The development is devastating news to young people like 20-year-old Angel Russell, who describes her own early life with her drug-addicted mother as “abusive.”

“She was physically abusive,” Russell remembered. “She would ground me from food. When she would ground me from cute clothes, I refused to take them off, she would actually pin me down and cut them off of me and threw me outside naked.”

At age 15, Russell stood up for herself, but she said police took her into custody for breaking her mother’s bedroom door. For years after, she bounced between her grandmother’s home, juvenile hall, and group homes. She couch-surfed, but she says a recent landlord came on to her.

“I was living my life in this state of terror,” Russell recalled.

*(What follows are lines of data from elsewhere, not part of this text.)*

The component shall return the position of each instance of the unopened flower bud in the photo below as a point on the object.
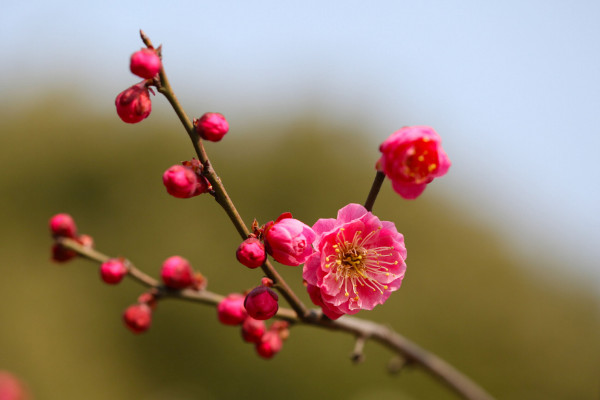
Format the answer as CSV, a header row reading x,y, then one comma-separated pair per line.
x,y
180,181
251,253
231,310
145,63
261,303
289,241
148,298
113,271
61,253
252,330
138,318
133,104
86,240
63,225
269,345
268,282
177,273
212,126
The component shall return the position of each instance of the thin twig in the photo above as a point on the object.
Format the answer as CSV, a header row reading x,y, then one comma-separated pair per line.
x,y
377,182
362,329
221,196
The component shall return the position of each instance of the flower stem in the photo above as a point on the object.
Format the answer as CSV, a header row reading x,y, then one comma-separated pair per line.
x,y
377,182
221,196
362,329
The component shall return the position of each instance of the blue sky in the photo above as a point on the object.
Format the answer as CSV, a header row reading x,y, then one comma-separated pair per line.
x,y
512,87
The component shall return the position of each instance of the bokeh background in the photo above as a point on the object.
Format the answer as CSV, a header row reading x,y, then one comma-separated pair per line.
x,y
502,281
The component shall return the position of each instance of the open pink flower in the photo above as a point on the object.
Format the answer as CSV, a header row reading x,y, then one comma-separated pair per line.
x,y
358,262
412,157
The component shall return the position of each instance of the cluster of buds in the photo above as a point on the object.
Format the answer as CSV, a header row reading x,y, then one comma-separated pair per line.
x,y
287,240
63,226
176,274
250,312
186,180
134,104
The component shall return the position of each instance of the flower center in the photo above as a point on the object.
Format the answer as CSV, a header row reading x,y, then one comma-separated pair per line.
x,y
421,160
356,263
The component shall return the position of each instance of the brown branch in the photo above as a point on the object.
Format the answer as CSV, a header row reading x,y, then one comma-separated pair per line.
x,y
377,182
362,329
221,196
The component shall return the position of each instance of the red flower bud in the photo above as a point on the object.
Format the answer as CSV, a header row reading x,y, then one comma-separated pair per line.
x,y
177,273
62,254
212,126
133,104
145,63
251,253
138,318
63,225
113,271
231,310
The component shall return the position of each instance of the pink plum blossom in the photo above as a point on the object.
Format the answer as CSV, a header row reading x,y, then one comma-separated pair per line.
x,y
412,157
358,262
289,240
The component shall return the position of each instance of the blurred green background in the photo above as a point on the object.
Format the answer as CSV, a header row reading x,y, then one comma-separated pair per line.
x,y
494,314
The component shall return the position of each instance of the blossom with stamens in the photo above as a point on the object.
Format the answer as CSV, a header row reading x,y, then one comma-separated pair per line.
x,y
412,157
358,262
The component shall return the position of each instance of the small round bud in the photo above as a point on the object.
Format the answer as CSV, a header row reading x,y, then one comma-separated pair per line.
x,y
289,241
269,345
261,303
231,310
177,273
148,298
252,330
212,126
63,225
200,281
113,271
180,181
251,253
282,328
268,282
62,254
138,318
145,63
86,240
133,104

She hopes that the proposal, Senate Bill 12 authored by State Senator Jim Beall (D – San Jose), would give young people like her critical support to get on their feet.

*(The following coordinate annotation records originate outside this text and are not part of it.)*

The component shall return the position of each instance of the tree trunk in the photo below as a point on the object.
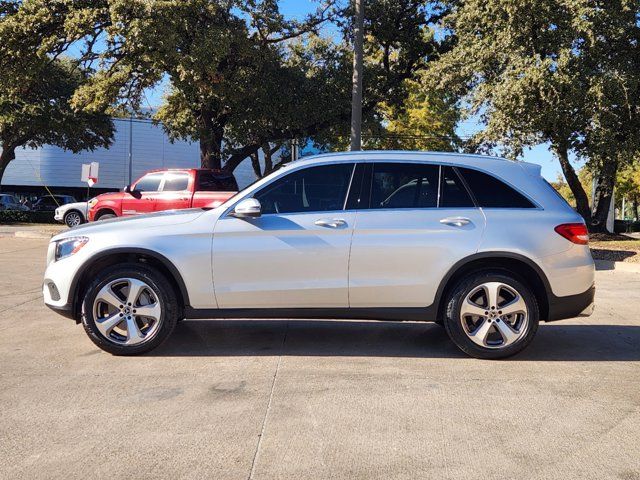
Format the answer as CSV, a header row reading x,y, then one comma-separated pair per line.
x,y
268,161
8,154
211,136
582,201
255,163
603,196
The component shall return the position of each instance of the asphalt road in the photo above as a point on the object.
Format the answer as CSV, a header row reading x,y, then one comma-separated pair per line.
x,y
315,399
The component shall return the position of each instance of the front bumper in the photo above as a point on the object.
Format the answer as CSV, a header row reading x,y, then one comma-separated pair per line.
x,y
581,305
64,310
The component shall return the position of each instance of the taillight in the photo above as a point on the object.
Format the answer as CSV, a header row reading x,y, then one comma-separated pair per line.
x,y
574,232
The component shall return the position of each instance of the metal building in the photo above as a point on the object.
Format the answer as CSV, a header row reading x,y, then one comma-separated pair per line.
x,y
138,146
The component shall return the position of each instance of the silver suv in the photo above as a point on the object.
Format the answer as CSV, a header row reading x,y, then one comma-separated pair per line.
x,y
481,245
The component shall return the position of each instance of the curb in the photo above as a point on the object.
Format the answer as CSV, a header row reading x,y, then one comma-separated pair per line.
x,y
618,266
33,235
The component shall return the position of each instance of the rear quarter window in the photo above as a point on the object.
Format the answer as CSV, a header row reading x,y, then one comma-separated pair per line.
x,y
491,192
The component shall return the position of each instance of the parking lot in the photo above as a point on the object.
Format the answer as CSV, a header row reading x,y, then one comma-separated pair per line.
x,y
315,399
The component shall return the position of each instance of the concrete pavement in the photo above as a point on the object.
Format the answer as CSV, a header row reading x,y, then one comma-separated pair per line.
x,y
315,399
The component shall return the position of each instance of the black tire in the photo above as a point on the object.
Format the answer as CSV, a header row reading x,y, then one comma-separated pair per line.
x,y
106,216
453,322
162,289
70,218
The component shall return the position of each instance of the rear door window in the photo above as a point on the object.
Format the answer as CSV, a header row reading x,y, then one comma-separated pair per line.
x,y
212,182
453,193
404,185
149,183
176,182
490,192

Daniel Heimpel of the advocacy group Fostering Media Connections says California began extending foster care benefits to age 21 three years ago, but SB 12 would close the gap for some young people who’ve fallen through the cracks: like kids in probation who ended up in foster care, and those who were locked up on their 18th birthday.

“SB 12 would offer more foster care benefits for probation-involved foster youth,” he explained. “The importance of the law is to focus on the kids who need the help the most.”

But probation departments statewide say SB 12 will cost too much, especially when the current program is already short on money. The bill doesn’t list firm numbers, but the Youth Law Center estimates probation supervises 4,000 California foster youth. And a senate committee estimates if the measure passes, each young person would cost $80,000 $100,000 a year.

The bill passed unanimously through the Senate Judiciary Committee. But the Senate Appropriations Committee sent it the “Suspense File” – a sort of limbo for bills with a fiscal impact. Those bills may or may not be heard later.

Russell, a city college student who aspires to become a social worker, says the cost would be worth it.

“Sometimes it’s impossible to get to work if you’re worried about, ‘Where am I going to sleep tonight? Am I going to be safe? What am I going to eat?'” she said.